Pero el detalle de que tales sanciones deben limitarse a lo que la ley permite es fundamental e insoslayable. De lo contrario, la emergencia terminaría siendo solo una excusa y una coartada para el abuso, y perdería, de paso, la legitimidad de la que goza entre la ciudadanía.
Esta reflexión viene a cuento a raíz de las escenas que hemos visto hace dos días de un capitán del Ejército abofeteando, insultando y sugiriendo que le estaba “perdonando la vida” a un individuo que violó el toque de queda en Piura. Algunos de los derechos que tenemos los peruanos de a pie dentro del orden constitucional han sido legalmente suspendidos por la situación de excepción que estamos viviendo, pero el de no ser abofeteados por un representante de las fuerzas del orden a su antojo (es decir, el derecho a la integridad física) no es uno de ellos.

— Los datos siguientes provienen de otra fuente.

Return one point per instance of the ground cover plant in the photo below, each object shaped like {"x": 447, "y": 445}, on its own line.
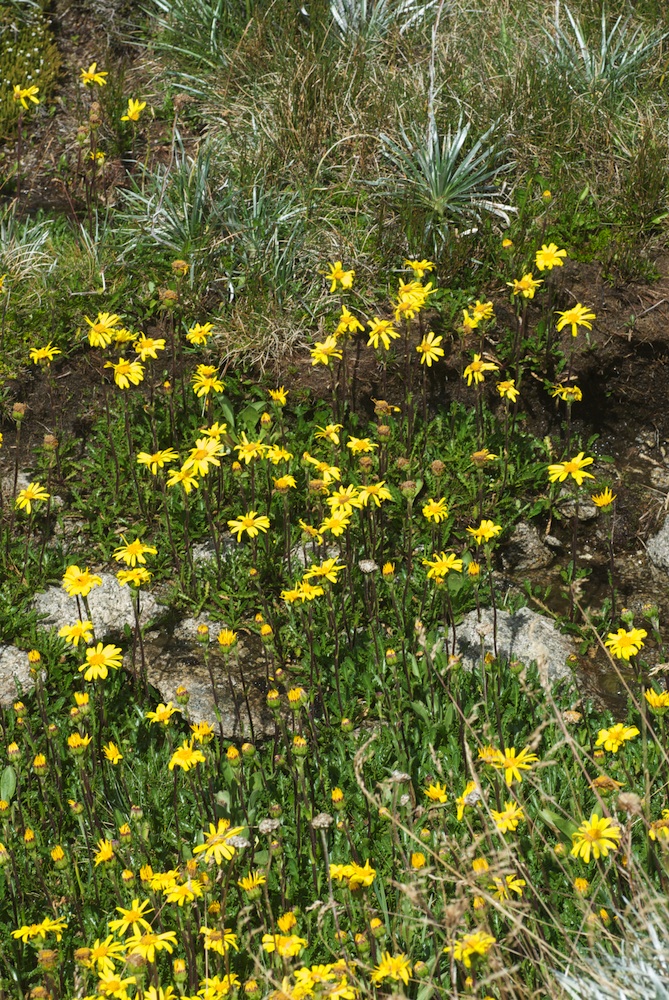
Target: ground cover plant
{"x": 253, "y": 324}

Lo más pasmoso de todo, además, es la reacción que el evidente atropello ha generado entre algunos sectores ciudadanos (que han celebrado los sopapos como un escarmiento merecido) y diversas autoridades del Estado. Llama especialmente la atención la tibia reacción de la institución a la que el agresor pertenece –el oficial ha sido solo separado de las labores de patrullaje mientras dure la investigación a la que, supuestamente, se lo ha sometido– y las ambiguas explicaciones ofrecidas sobre el particular por el titular de Defensa, Walter Martos.
En los contactos que ha tenido con la prensa, en efecto, el referido ministro ha afirmado que “las Fuerzas Armadas deben actuar con firmeza, jamás con excesos”, pero al mismo tiempo ha abundado en detalles que tienden a justificar el ejercicio abusivo de autoridad que nos ocupa. Ha subrayado, por ejemplo, la escasa disposición de los piuranos a acatar la orden de inmovilidad social, así como lo convulsionado de la zona específica donde se produjo el episodio (Bellavista, Sullana) y ha hablado también de evaluar “las circunstancias atenuantes”.
Para sustentar el hecho de que el capitán abusador haya sido hasta ahora simplemente separado del patrullaje y no suspendido en todas sus otras labores oficiales, Martos ha declarado: “Lo que tiene que entender la población es que los institutos [armados] tienen sus procedimientos administrativos disciplinarios”. Y también: “En el proceso se determinará [su eventual responsabilidad] para que la institución tome la medida correctiva”.
Pues bien, esperamos que esas acciones correctivas no solo se apliquen, sino que también sean comunicadas a la población, para que quede en evidencia que los abusos de autoridad son debidamente sancionados incluso en situaciones excepcionales como esta.
De cualquier forma, lo que tienen que entender quienes ostentan el monopolio de la fuerza porque todos nosotros –los mandantes en esta sociedad democrática– así lo hemos acordado es que solo pueden hacer uso de ella en los casos taxativamente contemplados por la ley. Lo demás es una violación del Estado de derecho. Y así como al necio que ignoró el toque de queda en Sullana le corresponde la draconiana sanción que las normas establecen para ello, al capitán del Ejército que se sintió autorizado a abofetear a un ciudadano le corresponde lo mismo.